The init function also needs to be appropriately named.

 I'm using swig with the module declaration
   %module bright
 
 I've looked at some other source, and it looks like there are some
 good reasons to have a bright.py that passes calls on to _bright.

Reread the SWIG documentation. If it is going to prepend an underscore 
to the extension name, it is usually also generating the appropriate 
bright.py . I suspect that this is why it worked on Windows but didn't 
work when you moved to Linux.

If at all possible, you should use distutils to build Python extensions.
 
  Where can I find similar distutils C++ examples?  Can it do most of
 what Scons does?

Even better, it will handle running SWIG, too. wxPython itself is an 
example, and one that you most certainly should emulate.

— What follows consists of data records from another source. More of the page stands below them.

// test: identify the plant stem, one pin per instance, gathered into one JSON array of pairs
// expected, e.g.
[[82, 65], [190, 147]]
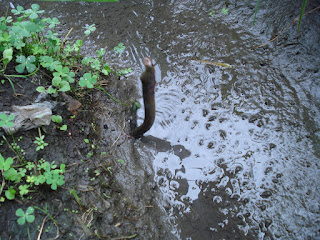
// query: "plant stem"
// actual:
[[302, 12], [255, 13]]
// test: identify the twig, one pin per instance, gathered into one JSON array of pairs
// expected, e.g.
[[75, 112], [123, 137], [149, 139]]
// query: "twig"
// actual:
[[284, 30], [3, 182], [124, 125]]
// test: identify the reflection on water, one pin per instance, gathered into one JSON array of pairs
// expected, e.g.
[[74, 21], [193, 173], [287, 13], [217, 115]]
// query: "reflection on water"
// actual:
[[251, 132]]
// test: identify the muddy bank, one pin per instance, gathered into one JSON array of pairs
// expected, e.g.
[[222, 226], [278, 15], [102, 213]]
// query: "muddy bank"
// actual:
[[119, 202], [235, 150]]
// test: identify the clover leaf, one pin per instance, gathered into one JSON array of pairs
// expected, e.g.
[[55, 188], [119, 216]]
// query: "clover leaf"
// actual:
[[6, 120], [25, 63], [224, 10], [25, 216], [88, 80], [5, 164]]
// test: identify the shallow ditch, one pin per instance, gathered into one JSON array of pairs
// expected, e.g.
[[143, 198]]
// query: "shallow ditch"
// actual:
[[235, 151]]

If you must use Scons, read

   http://www.scons.org/cgi-bin/wiki/PythonExtensions
 
 Very nice, strange that didn't show up for all my googles of scons
 python, etc.  I like how it uses distutils to get flags...  I'm
 extending wxPython, so I'm using the wxWidgets 
 env.ParseConfig('wx-config --cppflags --libs')   Technique... I'll
 have to ponder using one or the other or both.  Hmm

If you're extending wxPython, cannibalize wxPython's build procedure. 
Any other way, there madness lies.

-- 
Robert Kern
[EMAIL PROTECTED]

In the fields of hell where the grass grows high
  Are the graves of dreams allowed to die.